According to one of her biographers, Susan Page, the key to Pelosi’s success is her embrace of “operational” expertise, which in its broadest terms translates into the use power in the service of legislation.
Page writes in her 2021 book “Madam Speaker” that Pelosi’s goal as speaker has been to turn “aspirations into reality, a process that nearly always entails cutting a deal, making a compromise, playing the long game.”
From the time she boldly stepped forward to run for the post of party whip in 2002, Pelosi has, in turns, been practical, principled, and persevering. She was always politically astute.
The speaker is incredibly hard-nosed.
Her tough-mindedness was on display back in 2004, when she set out to win the midterm elections of 2006, thereby securing Democrats control of Congress starting in 2007. (In a profession that can measure “forever” in terms of weeks or even days, the commitment of three years’ work to one goal was extraordinary.)
Along with raising cash and recruiting candidates to take on GOP incumbents in swing districts, Pelosi took the significant step of torching Democratic collaboration with Republicans on House legislation.
She wanted to ensure, Pages writes, that “Republican incumbents weren’t able to burnish their bipartisan credentials” in bidding for re-election.
(Placing a hold on cross-aisle link-ups may have been a sign of Pelosi’s sure political instincts, Page notes, but “it also reinforced the hyper-partisanship that was already making it hard to do almost anything across party lines.”)
The speaker’s practical political bent has been on display in any number of legislative battles, but perhaps never so prominently as in the passage of the Affordable Care Act in 2010.

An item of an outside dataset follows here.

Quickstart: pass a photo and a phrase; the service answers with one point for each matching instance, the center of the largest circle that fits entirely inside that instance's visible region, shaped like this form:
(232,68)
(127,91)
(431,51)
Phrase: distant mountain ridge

The crowning achievement of Pelosi’s career, Obamacare was mashed about in the legislative meat grinder There were bitter and involved behind the scene disputes over a public insurance option, abortion, and a single national exchange vs. fifty separate state exchanges, to name just a few of the more contentious issues.
The speaker recoiled at scuttling the House version of Obamacare in favor of the less liberal Senate bill, but she did so, bowing to practical political reality.
Page writes, “Pelosi never argued that the [final Obamacare] bill was perfect. She argued [to House Democrats] that it was the best they could get at the moment.”
Eminently malleable in some instances, Pelosi has been highly principled in others. While more than a few prominent Democrats were scurrying for political cover in the build up to the Bush II war in Iraq, Pelosi moved resolutely into the firestorm by opposing the war.
She voted “no” on the congressional resolution that sanctioned the conflict, ostensibly about Saddam Hussein’s non-existent (as it turned out) weapons of mass destruction. Warned that she was risking her political career, Pelosi said, “I’m never going to vote for that war.”
More recently she resisted pressure from the Biden administration and visited beleaguered Taiwan. After touching down, Pelosi declared the “visit should be seen as an unequivocal statement that America stands with Taiwan, our democratic partner” against Chinese threats.
In sum, according to John Hudak, a scholar at the Brookings Institution, “The U.S. House may never see another leader as capable and agile as Nancy Pelosi.”
Instead of vilifying her, newly-crowned Republican power brokers in the House might usefully try to emulate the speaker’s special qualities.